Our pets get sick and our tires go flat. We argue with spouses, kids, and co-workers. Someone talks smack about us. We’re criticized for our actions, our words, and our beliefs.
I naively thought that as I aged, these uncomfortable situations would greatly lessen or go away entirely.
How do we deal with stressful situations?
I’ll speak for myself (and perhaps you’ll recognize yourself in some of my actions): I used to scream and get mad. I’d eat, shop, and drink. Right after those initial reactions, I’d “run away” (meaning, distance myself from people to watch TV, play video games, or read). I’d do anything that kept me from feeling anger, disappointment, frustration, sadness, or confusion.
Since when are our lives so overwhelmingly awful that we can’t handle some negative emotions? What was I so afraid of that doing even one of those destructive behaviors was a better choice than feeling the feelings?
I began to make a change when I realized the discomfort of stress was a lot like the uncomfortable cravings I had when I quit smoking. But the smoking withdrawal cravings didn’t last forever, nor did the stress of bad things happening. I found I could get through the icky cravings if I leaned into them as they arose. I was able to lean in rather than white-knuckle my way through the cravings. When I felt the beginnings of the desire to smoke, I’d spread my arms and step forward to meet the craving head on. And if I could withstand the craving without giving in or substituting one bad habit for another, I should be able to better manage my actions when lousy stuff happened.

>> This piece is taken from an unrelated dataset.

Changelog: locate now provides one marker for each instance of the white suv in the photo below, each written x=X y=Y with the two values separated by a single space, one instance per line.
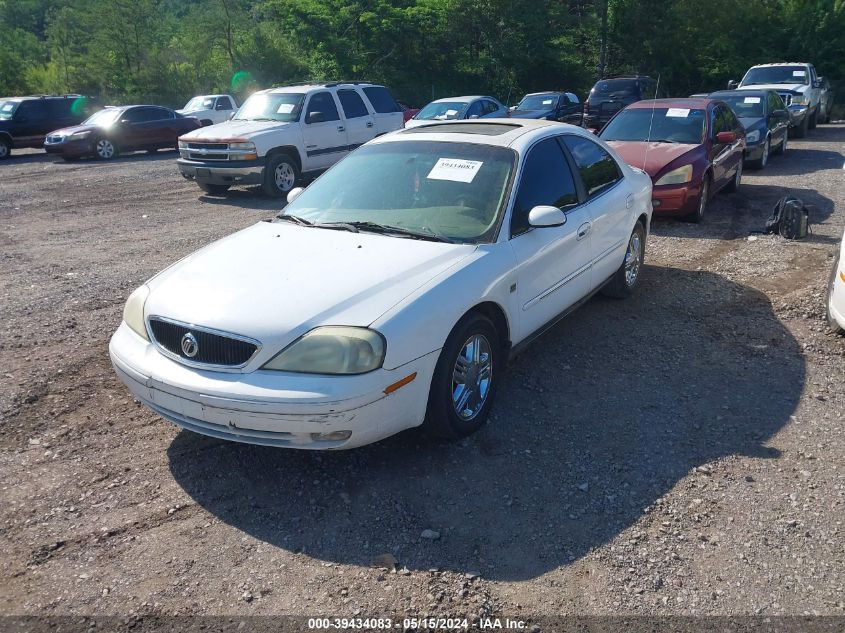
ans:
x=281 y=134
x=798 y=85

I got the perfect opportunity to test out this new way of dealing with the discomforts of life one morning when I was in my office writing, just like I am now, when my computer screen dimmed, and the lights went out. What the heck was going on?
Five electric company trucks were parked near my house, so I asked one of the workers what was happening. First, he and his entire crew ignored me. When I didn’t go away, one of them said gruffly that I should have gotten a notice of the work. Well, I hadn’t. So, I asked how long the power would be out. To make a long story short, the men were rude to me and the power was out for nine hours! I was pissed!

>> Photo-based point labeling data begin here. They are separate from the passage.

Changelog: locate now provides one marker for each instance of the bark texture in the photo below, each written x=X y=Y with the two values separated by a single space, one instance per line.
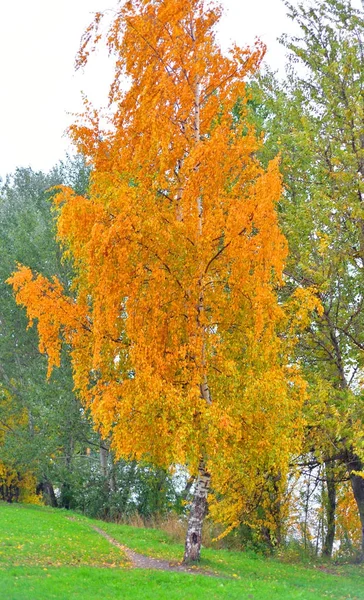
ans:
x=357 y=484
x=197 y=515
x=330 y=511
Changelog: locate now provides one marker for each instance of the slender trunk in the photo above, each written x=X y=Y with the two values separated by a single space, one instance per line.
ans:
x=197 y=515
x=104 y=452
x=330 y=511
x=357 y=484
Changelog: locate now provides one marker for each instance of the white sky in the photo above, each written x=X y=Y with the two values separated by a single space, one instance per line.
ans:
x=39 y=89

Because I remembered I was experimenting with leaning in to uncomfortable feelings and trying to respond differently, I caught myself before driving to Burger King or before yelling on the phone to the power company personnel. I realized none of those actions would make the power come on any sooner. I used to think that feeling pissed, stressed, or depressed meant I deserved something – either a treat (which, in fact, didn’t serve me at all!) or to lash out at someone because I was upset and it wasn’t my fault. I was really good at avoiding feelings of depression in the same way. I even wondered, Am I dragging out the anger/joy/angst/depression just so I can eat more? Or go shopping, or be mean? Yikes!
Trying something different
In all honesty, the power outage gave me that all-too-familiar feeling of “But I deserve junk food or a shopping trip or to yell at someone.” Oh, poor me. Yeah, riiiiiight!
Luckily, the self-pity was momentary. Instead, I leaned into the pain and almost immediately felt my anger dissipate, replaced with happiness at having overcome or lasted through the emotion without supplicating it. It was thrilling to not let the situation ruin my day.
Life is too short.
These days I’m more likely to identify how I’m feeling around any situation and not try to cover those feelings with non-solution actions or “running away.” My knee-jerk reaction can still be to balk or lash out, but now I have a different way of responding … all because I made it a goal to lean in.